Platform SDK: International Features

Caret Placement and Hit Testing

Complex script languages are broken into clusters by ScriptShape. Character reordering always occurs within cluster boundaries. The clusters themselves are guaranteed to advance monotonically in the reading order.

Conventions for caret placement within clusters depend on the script. For the Arabic script, if the caret position is set between a base character and its combining mark, then the caret is displayed halfway through the base character. For the Thai script, the caret may not be positioned within a cluster. Thus, when the user advances the caret, the application must advance past all the glyphs that make up the cluster.

The ScriptXtoCP and ScriptCPtoX functions translate between caret positions (in codepoint offsets) and x positions (in pixels). Both functions require the attribute and position information returned by ScriptShape and ScriptPlace. If you don't save the width information, you may want to do hit testing and caret placement after you display each run. As an alternative, you could cache enough information to do hit testing and caret placement on the current line without requiring reprocessing of the paragraph.
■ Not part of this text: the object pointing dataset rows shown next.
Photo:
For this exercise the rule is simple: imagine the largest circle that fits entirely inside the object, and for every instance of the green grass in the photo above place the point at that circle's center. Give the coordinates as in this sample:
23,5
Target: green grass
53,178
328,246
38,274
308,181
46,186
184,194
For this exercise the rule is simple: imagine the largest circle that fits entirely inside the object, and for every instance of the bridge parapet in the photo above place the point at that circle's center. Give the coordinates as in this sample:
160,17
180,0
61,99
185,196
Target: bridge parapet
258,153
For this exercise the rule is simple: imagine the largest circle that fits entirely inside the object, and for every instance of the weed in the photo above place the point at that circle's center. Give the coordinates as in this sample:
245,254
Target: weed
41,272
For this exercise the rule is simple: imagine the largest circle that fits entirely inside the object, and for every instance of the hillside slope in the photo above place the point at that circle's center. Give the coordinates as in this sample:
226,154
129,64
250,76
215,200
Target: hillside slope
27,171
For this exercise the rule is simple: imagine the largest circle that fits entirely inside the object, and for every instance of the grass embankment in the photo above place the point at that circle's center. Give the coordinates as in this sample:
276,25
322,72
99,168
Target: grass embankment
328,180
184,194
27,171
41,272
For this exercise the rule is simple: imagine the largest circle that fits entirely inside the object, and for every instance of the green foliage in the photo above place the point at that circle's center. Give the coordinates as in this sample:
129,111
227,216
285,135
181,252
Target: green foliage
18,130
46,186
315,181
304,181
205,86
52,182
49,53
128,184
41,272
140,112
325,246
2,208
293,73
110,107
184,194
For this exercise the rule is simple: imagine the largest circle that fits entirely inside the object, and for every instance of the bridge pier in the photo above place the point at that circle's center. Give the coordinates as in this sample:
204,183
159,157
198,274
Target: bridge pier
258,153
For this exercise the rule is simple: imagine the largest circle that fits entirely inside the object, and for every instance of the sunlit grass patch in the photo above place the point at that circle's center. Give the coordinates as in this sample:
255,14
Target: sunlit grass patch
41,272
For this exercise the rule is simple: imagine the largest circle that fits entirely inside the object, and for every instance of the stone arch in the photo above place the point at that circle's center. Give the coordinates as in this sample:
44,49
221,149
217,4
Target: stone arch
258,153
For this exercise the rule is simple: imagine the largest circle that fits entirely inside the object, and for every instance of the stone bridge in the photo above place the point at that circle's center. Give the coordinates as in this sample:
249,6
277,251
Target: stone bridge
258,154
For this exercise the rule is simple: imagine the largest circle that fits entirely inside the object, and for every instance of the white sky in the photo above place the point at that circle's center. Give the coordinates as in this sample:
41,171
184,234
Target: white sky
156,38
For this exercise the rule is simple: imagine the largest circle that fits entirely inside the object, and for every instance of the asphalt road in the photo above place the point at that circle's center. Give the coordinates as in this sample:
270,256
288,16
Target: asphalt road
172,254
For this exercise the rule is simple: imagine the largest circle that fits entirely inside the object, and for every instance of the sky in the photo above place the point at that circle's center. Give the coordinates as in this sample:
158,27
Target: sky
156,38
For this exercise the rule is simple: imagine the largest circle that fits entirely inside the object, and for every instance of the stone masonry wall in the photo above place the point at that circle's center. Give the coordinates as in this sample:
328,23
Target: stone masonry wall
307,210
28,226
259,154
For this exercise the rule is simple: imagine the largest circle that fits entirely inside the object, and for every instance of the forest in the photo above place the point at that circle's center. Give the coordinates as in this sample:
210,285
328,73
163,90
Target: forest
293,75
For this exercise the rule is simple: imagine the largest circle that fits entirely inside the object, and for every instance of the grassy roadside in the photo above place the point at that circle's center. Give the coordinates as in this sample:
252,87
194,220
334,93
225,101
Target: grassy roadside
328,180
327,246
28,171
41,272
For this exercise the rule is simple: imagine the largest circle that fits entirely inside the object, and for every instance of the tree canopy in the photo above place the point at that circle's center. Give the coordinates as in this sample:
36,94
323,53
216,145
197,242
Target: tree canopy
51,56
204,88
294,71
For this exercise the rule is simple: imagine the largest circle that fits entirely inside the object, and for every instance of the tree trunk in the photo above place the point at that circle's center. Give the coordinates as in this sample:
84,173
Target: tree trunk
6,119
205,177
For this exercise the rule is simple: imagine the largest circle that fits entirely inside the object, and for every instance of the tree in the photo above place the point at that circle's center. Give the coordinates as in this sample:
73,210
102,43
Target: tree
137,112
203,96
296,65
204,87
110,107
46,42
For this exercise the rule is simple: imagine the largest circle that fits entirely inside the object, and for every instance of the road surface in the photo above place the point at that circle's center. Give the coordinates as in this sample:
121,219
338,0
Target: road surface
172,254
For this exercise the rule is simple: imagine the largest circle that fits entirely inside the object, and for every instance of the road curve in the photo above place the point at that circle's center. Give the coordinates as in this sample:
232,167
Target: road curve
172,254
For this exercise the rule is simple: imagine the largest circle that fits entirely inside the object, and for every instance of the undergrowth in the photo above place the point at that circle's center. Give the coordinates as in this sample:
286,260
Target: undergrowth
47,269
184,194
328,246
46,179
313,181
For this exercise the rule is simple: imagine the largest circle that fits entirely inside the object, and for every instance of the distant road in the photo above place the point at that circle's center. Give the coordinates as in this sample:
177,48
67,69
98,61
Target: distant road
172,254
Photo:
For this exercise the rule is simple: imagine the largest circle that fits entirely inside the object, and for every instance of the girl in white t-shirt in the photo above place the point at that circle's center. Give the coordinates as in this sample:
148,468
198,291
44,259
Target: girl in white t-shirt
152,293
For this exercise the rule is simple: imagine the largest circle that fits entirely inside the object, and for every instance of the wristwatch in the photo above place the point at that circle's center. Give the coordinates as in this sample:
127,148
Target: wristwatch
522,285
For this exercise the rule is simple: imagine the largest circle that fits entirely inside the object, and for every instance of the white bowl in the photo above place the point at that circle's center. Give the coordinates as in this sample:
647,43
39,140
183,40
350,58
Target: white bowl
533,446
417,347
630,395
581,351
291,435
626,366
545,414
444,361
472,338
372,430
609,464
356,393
ScriptXtoCP returns a trailing edge flag so the caller knows which side of the character or cluster the user has clicked on. The value of the flag is either zero or the width of the character or cluster in code points. The returned character position is the position of the character on which the user clicked. Most editors set the caret closest to the cluster whose leading edge the user clicked. To achieve this, add the flag value to the returned character position.

For languages such as Thai where the user conventionally does not want to place the caret into a cluster, ScriptXtoCP sets the trailing side flag to zero or the cluster width. For languages such as Arabic, where the user expects to be able to edit within a cluster, ScriptXtoCP sets the trailing side flag to zero or one.

To help the client establish valid locations for the caret when handling the arrow keys, Uniscribe provides information on valid caret positions in the fCharStop member in the logical attributes returned by ScriptBreak: TRUE is returned for most characters and FALSE for intercluster characters in scripts such as Thai. Check the fNeedsCaretInfo flag in the SCRIPT_PROPERTIES for an item to see if it is necessary to call ScriptBreak to check for valid caret positions. If the fNeedsCaretInfo member is FALSE, all code points are valid caret positions.